Imperturbable, Jésus commence la récitation de l’interminable litanie
des « ne pas faire ceci »... « ne pas faire cela »... Il y en a plus de six
cents et ça risque de durer...
- Cela suffit. Ouvre le rouleau avec le ruban vert et lis.
Jésus obéit.
- Suffit ! Vois-tu un symbole ?
- Dans la parole de Dieu, il est rare qu’il n’y en ait pas. C’est nous
qui ne les discernons pas et ne les appliquons pas. J’ai lu (Deuxième livre des Rois 22- 8 et suivants) « ... Le grand prêtre dit
: J’ai trouvé le livre de la loi dans le temple de Yahvé... Le scribe annonça
au roi : le prêtre m’a donné un livre... Il le lut devant le roi... En
entendant les paroles contenues dans le livre de la loi, le roi déchira ses
vêtements... et donna cet ordre... allez consulter Yahvé pour moi et pour le
peuple à propos de ce livre qui vient d’être trouvé. Grande doit être la colère
de Dieu... Nos pères n’ont pas obéi aux paroles de ce livre, en pratiquant tout
ce qui y est écrit »
- C’est assez ! Cela s’est passé il y a plusieurs siècles. Quel symbole
vois-tu dans cette chronique ancienne ?
- Je trouve qu’il ne faut pas limiter dans le temps ce qui est éternel.

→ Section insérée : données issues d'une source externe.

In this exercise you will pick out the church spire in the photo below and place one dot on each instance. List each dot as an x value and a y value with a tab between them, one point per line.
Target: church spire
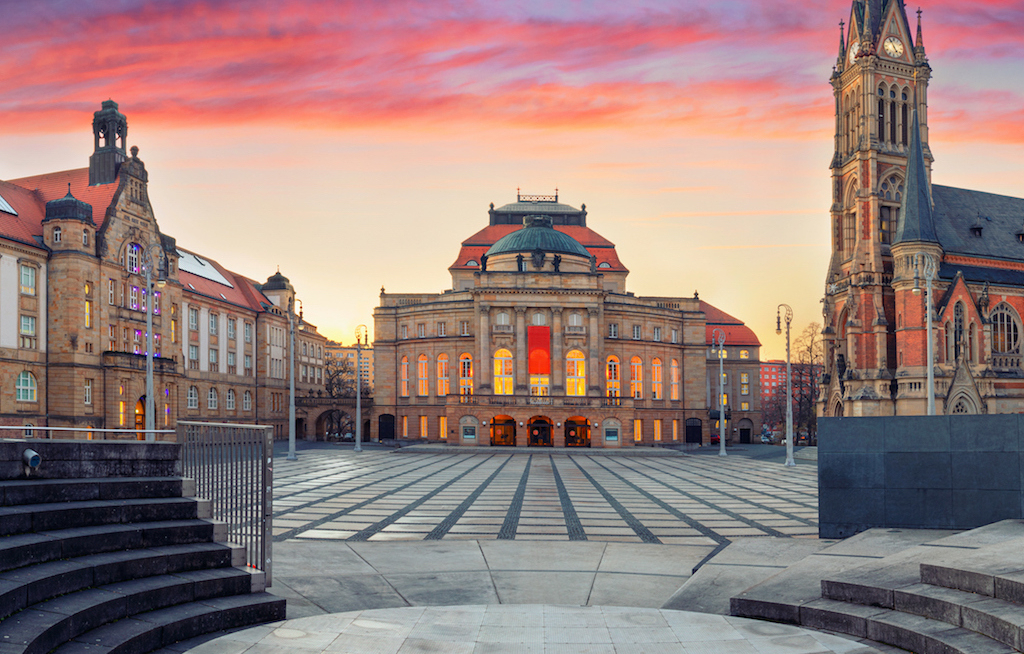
915	222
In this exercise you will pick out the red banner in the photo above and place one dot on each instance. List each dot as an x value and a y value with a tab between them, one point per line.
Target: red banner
539	345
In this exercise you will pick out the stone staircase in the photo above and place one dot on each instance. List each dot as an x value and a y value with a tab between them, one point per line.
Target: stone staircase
123	565
925	592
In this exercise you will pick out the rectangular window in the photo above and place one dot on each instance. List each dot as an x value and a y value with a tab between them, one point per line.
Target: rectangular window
28	280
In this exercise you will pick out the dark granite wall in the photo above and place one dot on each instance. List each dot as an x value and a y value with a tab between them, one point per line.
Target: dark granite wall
936	472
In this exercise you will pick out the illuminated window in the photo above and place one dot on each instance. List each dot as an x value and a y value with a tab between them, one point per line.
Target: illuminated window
504	381
422	382
611	378
655	379
403	380
576	374
442	375
466	375
636	378
675	379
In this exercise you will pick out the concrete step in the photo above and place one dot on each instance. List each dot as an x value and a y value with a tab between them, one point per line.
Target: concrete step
65	515
147	631
25	586
24	491
30	549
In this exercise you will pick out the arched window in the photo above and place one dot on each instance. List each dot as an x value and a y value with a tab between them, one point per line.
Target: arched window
442	375
422	382
655	379
466	375
675	380
611	378
403	378
576	374
636	378
504	380
26	387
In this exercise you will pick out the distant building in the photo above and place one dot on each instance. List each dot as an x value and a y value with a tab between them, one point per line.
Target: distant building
540	344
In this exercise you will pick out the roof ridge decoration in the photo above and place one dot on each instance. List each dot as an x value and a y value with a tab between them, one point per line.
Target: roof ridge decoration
915	220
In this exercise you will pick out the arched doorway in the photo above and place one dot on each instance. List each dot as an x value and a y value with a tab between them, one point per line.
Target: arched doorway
540	432
503	431
577	432
140	419
385	427
694	430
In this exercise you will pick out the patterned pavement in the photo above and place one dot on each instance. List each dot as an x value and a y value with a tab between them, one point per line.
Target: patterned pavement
333	493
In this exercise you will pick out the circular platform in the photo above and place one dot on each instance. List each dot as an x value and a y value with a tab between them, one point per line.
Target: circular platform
500	628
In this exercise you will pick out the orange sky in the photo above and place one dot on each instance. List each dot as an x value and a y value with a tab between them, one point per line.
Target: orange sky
356	143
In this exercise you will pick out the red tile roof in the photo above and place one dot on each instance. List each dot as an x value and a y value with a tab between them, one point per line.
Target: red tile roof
595	244
735	332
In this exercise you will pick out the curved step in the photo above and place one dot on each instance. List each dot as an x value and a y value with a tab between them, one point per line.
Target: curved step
43	626
29	549
32	584
66	515
23	491
147	631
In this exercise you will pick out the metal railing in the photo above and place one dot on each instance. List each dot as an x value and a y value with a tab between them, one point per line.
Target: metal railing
232	468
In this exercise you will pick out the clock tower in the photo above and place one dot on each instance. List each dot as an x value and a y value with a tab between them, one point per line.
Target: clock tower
880	79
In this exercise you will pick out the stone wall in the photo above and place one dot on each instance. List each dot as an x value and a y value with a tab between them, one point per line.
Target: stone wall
940	472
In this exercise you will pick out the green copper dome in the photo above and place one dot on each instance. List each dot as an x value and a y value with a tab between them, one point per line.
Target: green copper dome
538	234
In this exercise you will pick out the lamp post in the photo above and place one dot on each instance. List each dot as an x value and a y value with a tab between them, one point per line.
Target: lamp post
788	380
360	333
153	259
291	378
927	262
718	337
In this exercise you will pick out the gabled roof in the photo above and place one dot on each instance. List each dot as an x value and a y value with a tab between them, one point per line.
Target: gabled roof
735	332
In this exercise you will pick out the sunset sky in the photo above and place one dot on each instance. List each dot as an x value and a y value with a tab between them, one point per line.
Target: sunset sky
355	144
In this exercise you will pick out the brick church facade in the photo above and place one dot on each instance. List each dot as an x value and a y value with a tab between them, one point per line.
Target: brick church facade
74	249
893	229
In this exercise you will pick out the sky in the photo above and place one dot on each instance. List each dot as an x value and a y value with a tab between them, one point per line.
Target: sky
355	144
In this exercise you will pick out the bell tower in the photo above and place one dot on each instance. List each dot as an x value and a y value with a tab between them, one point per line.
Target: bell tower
880	78
110	131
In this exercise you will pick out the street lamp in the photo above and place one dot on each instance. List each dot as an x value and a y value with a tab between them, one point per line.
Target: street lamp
788	380
718	338
360	333
928	263
152	260
291	390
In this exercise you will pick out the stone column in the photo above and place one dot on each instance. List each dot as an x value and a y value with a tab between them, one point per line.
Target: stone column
521	364
557	360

Dieu et notre âme sont éternels. Les rapports entre Dieu et l’âme sont
éternels. Ce qui a provoqué des châtiments il y a plusieurs siècles produit les
mêmes effets aujourd’hui.
- Explique-toi.
- Israël ne connaît plus la sagesse qui vient de Dieu. C’est à Dieu et
pas à de pauvres humains qu’il faut demander
- Nous n’aurions plus la science ? Mais que dis-tu là, enfant ! Et nos
six cent treize préceptes ?
- Des mots, que nous ne mettons pas en pratique. Donc nous ne les
connaissons pas. Voici le symbole : Tout homme, en tout temps, a besoin de
consulter le Seigneur pour connaître Sa volonté, y adhérer, et se placer ainsi
sous Sa protection.
- Cet enfant est parfait. L’examen est terminé. Qu’on le conduise à la
synagogue.
Dans une autre salle, plus vaste et plus décorée, la chevelure de Jésus
est d’abord raccourcie. Joseph recueille quelques belles boucles, et nous
devinons pour qui ! Puis une grande ceinture d’adulte est mise en place... elle
fait plusieurs fois le tour de
Quand ils retrouvent toute la famille qui attendait à l’extérieur, on
achète un agneau qui est offert au sacrificateur.
Marie regarde longuement son grand garçon. Fils et maman, les yeux dans
les yeux, gravement.
Œ Le don de crainte est un des
7 dons du Saint Esprit. La « crainte de Dieu » n’est
évidemment pas « la peur de Dieu », mais la conscience très aiguë,
donnée par l’Esprit, de notre état de créature totalement dépendante de Son
Créateur. St Thomas parle d’une « crainte révérencielle amoureuse ».
En sa dimension humaine, Jésus réalise parfaitement la plénitude des effets de
ce don-là. Comme des six autres, par sa totale communion avec la Trinité que sa
dimension divine incarne en totalité.